Олег Темушкин, активно участвовавший в пересмотре нашего законодательства, добивался всемерного расширения прав обвиняемых и подсудимых в уголовном процессе, в создании гарантий, страхующих от предвзятости и необъективности, то есть стремился придать нашему правосудию гуманный и истинно демократический характер. Кое-что удалось. Удалось бы, возможно, и больше, но вместе со всем составом упраздненного — по понятным причинам — Верховного суда СССР он оказался не у дел.
Это была очередная глупость новой «элиты», дорвавшейся до власти и воспользовавшейся плодами тех, кто с мучительным трудом подтачивал корни деспотического режима, кто обеспечил его крушение. Освободившись от клещей «вертушечного права», от необходимости служить политической «целесообразности», эти честные и совестливые юристы очень высокой квалификации могли бы внести неоценимый вклад в становление новой юстиции. Такой возможности им не дали.
Глава 24.
Ночь на ветру
На островке Сен-Луи было мне суждено прожить несколько месяцев.
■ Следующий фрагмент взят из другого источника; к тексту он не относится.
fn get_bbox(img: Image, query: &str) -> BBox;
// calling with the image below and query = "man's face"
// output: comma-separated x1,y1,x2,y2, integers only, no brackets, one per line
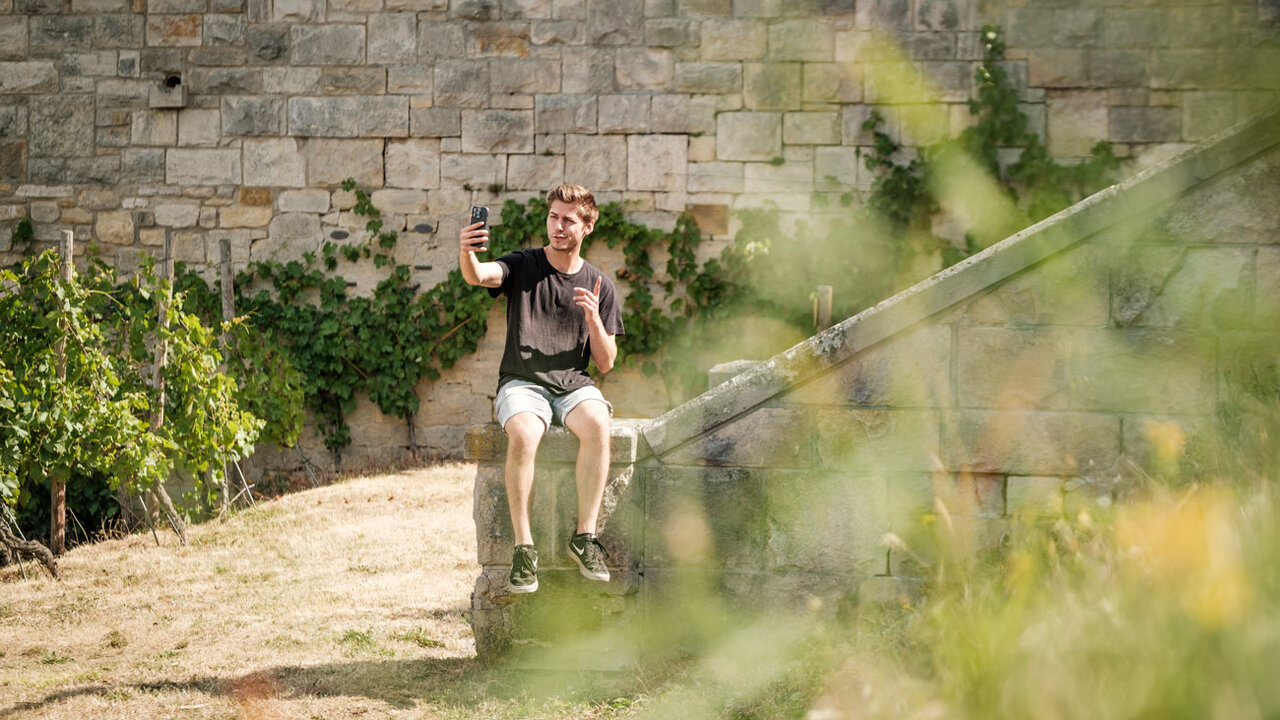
546,200,593,254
Вечерами я любил бродить по его пустынным засыпающим набережным. Была осень, рано темнело, над чернеющей Сеной стелился низкий туман. Вдоль другого берега нескончаемым потоком мчались машины, небо отсвечивало огнями реклам, изредка проплывал иллюминированный экскурсионный кораблик со стеклянным панцирем над залитой светом палубой. Кораблик скрывался за поворотом, и снова становилось темно, потому что фонарей не было вовсе — из экономии или ради романтики, не знаю.
Да они, и правда, были здесь ни к чему. На спускающихся к воде ступеньках молча обнимались влюбленные. Время от времени из темноты выныривала одинокая фигурка с собакой на поводке. Собаки на острове тоже были приучены к тишине и степенности. Как-то я нечаянно наступил на лапу крохотной таксе. Она и звука не подала, а ее хозяин пробормотал: «Пожалуйста, мсье, простите…»
Почти каждый вечер я встречал одну и ту же пару: сутуловатый, невысокого роста мужчина бережно поддерживал грузную женщину, тяжело опиравшуюся на его руку. Присмотревшись, я заметил, что женщина беременна. Она шла, по-утиному переваливаясь с ноги на ногу, и тяжело дышала. Однажды, проходя мимо, мужчина сказал: «Добрый вечер!» Назавтра, поздоровавшись, он без всяких церемоний предложил: «Давайте гулять вместе».